Plot to smuggle Saadi Gaddafi into Mexico foiled
Mexico uncovers and disrupts international plot to smuggle in Muammar Gaddafi's son Saadi using false names and documents.
According to the Mexican Interior Secretary, the elaborate plan to smuggle Saadi Gaddafi to Mexico involved two Mexican, a Canadian and a Danish suspect.
Mexican authorities said that an international plot to smuggle Gaddafi and his family into the country under false names and false Mexican documents was broken up.
The plot was uncovered in early September 2011 as Gaddafi was fleeing Libya shortly after his father's demise.
He never made it to Mexico, but reached the West African country of Niger, where he had been living since.

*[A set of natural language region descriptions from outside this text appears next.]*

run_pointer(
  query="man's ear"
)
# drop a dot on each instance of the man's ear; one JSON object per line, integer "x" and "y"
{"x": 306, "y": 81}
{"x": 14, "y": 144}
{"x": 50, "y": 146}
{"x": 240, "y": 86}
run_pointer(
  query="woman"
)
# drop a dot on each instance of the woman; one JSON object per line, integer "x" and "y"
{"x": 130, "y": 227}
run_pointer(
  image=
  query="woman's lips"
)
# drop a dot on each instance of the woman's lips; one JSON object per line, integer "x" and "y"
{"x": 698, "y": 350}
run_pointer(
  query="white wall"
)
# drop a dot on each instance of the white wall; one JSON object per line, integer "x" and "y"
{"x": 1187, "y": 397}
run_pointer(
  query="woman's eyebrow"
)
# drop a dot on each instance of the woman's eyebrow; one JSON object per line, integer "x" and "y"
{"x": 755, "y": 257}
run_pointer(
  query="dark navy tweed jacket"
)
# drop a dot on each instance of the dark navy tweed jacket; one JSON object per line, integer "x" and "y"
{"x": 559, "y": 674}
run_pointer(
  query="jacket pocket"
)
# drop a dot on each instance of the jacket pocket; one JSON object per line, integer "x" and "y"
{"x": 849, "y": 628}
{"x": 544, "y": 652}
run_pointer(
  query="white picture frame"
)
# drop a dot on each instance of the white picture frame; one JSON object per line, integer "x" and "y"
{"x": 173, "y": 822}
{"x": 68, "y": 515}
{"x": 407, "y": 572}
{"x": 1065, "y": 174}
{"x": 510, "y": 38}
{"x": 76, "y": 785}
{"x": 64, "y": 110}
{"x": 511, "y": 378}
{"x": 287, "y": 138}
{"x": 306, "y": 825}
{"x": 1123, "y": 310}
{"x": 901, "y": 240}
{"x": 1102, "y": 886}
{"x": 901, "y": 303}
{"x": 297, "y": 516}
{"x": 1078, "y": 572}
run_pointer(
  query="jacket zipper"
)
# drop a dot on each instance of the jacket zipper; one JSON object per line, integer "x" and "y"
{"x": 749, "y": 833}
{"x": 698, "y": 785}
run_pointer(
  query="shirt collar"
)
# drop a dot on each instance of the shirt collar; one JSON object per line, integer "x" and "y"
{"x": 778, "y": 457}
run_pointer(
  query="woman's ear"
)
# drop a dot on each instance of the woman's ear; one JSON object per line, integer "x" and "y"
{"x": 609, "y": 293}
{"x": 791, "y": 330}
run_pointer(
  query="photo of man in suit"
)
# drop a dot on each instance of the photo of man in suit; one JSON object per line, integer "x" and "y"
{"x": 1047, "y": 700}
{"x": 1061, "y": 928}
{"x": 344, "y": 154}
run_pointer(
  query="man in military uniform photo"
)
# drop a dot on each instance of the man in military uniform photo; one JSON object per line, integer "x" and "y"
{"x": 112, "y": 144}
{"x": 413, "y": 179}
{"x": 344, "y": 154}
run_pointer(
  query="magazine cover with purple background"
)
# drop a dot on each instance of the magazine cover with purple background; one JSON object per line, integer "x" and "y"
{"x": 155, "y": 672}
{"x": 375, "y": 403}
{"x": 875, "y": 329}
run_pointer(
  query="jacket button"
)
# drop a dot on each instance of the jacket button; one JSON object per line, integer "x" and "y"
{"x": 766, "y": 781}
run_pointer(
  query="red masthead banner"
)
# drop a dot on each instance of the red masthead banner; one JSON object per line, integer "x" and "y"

The conspirators allegedly flew into Mexico and opened bank accounts and bought properties meant to be used as safe houses in several parts of the country, including one at the resort of Bahía de Banderas on Mexico's Pacific coast.
Gaddafi, renowned for his hedonistic lifestyle was often regarded as the family’s black sheep. He had a brief career as a professional football player in Italy, which was marred by his incessant appetite for alcohol, drugs and sex.
Gaddafi, 38, has been under house arrest in Niger since September 2011, where President Mahamadou Issoufou refused to extradite him ‘for humanitarian reasons’.